When Harare City Council secured a $US144 million loan from the China Exim Bank for the refurbishment of the Morton Jaffray Water Works in 2013, it was seen as the panacea to the water crisis that had bedeviled the capital since the turn of the new millennium.

NewsDay Comment

The Chinese loan was celebrated by city fathers as signifying the end of the water crisis that in 2008 left a trail of destruction, the death of more than 4 000 people due to the cholera epidemic.

Seven years down the line, Morton Jaffray is still in bad shape, even worse than it was in 2013 when it used to pump more than 604 megalitres per day for a hub of 4 million people.

That capacity has reduced and put simply, the US$72 million of the US$144 million availed by the Chinese bank was wasted, invested in luxurious vehicles amid reports of overpricing.
So, the residents are stuck with a loan they benefitted nothing from, which benefitted the local and central government fat cats while the water problems are getting worse.

While mystery surrounds the US$144 million deal, Harare is moving in to borrow a whooping US$800 million from China to address the same water crisis the initial loan was supposed to fix!

Borrowing US$800 million without addressing the mystery surrounding the China Exim Bank deal can only help to add to more suspicion from residents who are ultimately going to pay for the loans but without the precious liquid.

Harare is without doubt sinking in debt that includes the RTGS$77 million to local water purification chemical supplier Chemplex, among others, and is owed more than RTGS$1 billion dollars by government, business and residents.

To think it is wise to borrow more, especially from the Chinese known to be ruthless when following their debt is exposing Harare to serious repercussions.

Though mayor Herbert Gomba has tried to assure residents that nothing will happen to the city assets if they fail to pay because government is the guarantor, it always remains problematic especially after the US$144 million deal remains as dodgy as it is ill-explained to the residents.

The Chinese, we hear, are not happy with the manner that loan was handled, they think money was abused, figures were inflated hence they are not releasing the remainder anytime soon.

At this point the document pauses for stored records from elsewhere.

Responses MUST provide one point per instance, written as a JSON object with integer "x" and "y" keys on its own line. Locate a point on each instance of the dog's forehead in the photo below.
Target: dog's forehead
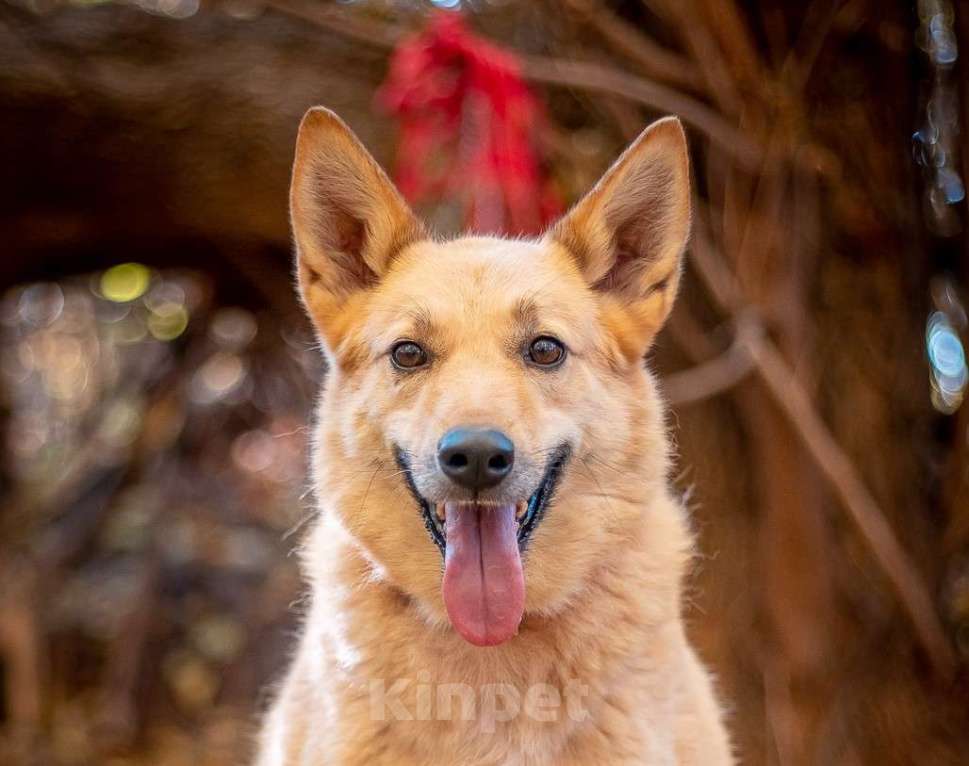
{"x": 484, "y": 275}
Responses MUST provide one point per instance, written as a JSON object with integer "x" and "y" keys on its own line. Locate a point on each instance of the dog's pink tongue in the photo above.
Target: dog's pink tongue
{"x": 484, "y": 588}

In the wake of that, where is the guarantee that the current bailout deal will work and there won’t be any reports of abuse of funds and inflated figures?

Where is the guarantee that the loan will end the water crisis in the city now when the first deal did not?

Yes, the water distribution network is in shambles, too many leakages and nothing done about it in 65 years, so indeed a solution is needed but it remains to be seen whether this is not creating an even bigger problem for the residents. Only time will tell.